Consulenza aziendale, commerciale e marketing
25 Febbraio 2026
Come superare le resistenze dei collaboratori al cambiamento in studio
Il vero compito del titolare di studio non è imporre il cambiamento. È creare le condizioni perché venga scelto da tutti e portato avanti con costanza e dedizione. Comunicazione, coinvolgimento, formazione, gradualità, riconoscimento: 5 leve per creare un'opportunità di crescita condivisa.

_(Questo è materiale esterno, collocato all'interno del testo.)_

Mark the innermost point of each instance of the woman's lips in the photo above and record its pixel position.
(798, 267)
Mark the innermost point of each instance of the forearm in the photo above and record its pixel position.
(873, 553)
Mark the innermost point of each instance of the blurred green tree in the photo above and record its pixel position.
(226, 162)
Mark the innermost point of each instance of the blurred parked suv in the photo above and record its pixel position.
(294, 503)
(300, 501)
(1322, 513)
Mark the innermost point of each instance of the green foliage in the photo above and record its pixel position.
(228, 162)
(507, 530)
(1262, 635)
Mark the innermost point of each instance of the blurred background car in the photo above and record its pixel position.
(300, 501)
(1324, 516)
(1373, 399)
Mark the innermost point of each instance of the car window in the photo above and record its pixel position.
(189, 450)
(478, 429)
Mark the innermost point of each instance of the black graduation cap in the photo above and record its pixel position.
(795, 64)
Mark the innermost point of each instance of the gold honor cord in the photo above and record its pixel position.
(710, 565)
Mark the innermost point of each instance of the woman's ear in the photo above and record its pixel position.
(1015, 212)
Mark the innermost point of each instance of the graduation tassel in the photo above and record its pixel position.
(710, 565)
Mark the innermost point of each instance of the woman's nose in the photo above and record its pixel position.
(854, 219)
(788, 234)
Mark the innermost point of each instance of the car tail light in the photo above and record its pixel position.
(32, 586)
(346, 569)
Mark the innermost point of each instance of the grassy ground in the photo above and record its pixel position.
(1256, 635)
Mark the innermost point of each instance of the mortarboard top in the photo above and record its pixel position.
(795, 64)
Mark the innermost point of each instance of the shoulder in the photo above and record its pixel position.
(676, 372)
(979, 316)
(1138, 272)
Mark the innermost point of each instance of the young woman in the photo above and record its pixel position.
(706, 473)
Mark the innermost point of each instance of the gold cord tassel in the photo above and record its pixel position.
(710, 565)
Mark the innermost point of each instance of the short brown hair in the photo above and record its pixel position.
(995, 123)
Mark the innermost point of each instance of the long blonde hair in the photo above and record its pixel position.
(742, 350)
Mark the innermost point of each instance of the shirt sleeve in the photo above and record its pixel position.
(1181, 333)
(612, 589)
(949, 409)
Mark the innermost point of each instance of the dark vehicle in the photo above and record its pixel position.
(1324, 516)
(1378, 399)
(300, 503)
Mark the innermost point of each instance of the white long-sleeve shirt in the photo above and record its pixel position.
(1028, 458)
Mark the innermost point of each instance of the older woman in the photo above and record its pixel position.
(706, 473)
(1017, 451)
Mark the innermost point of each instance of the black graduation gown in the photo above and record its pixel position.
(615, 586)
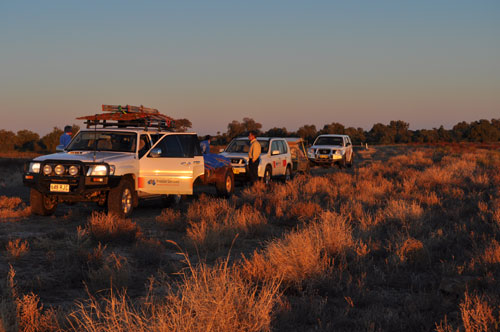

Hai annunciato il nuovo gestionale, hai spiegato che da lunedì si lavora diversamente, hai persino convocato una riunione. Eppure, 3 settimane dopo, il 90% dei collaboratori usa ancora il vecchio metodo. Ti suona familiare? La resistenza al cambiamento non è pigrizia e non è sabotaggio fine a sé stesso. È paura, spesso inconsapevole. Paura di perdere competenza, paura di non essere all'altezza, paura di non riuscire e, spesso, è anche pigrizia (mentale e fisica). Nel mio lavoro con gli studi professionali, vedo questo copione ripetersi con una regolarità quasi matematica e ho imparato che gestire il cambiamento non è una questione solo tecnica, è una questione di saper gestire le persone.Quando un collaboratore resiste al timesheet, al nuovo software o alle policy sulle e-mail, non sta dicendo che "questo cambiamento è sbagliato", ma sta affermando "ho paura di non farcela" e che vada peggio in futuro. Certo, con quelle parole così esplicite non lo dirà mai, ma è lì, sotto la superficie, la paura (e l’ansia).Parte più importante: comunicare il perché - Annunciare una novità senza spiegare le ragioni è come chiedere a qualcuno di seguirti al buio. Non solo: quando spieghiamo le ragioni, dobbiamo anche tracciare una direzione, facendo capire che è necessario, utile e che ne gioveremo tutti. Lo sguardo di tutti deve essere sul risultato, non sul percorso faticoso che ci porterà al risultato. Prima di qualsiasi implementazione, costruisci una narrativa...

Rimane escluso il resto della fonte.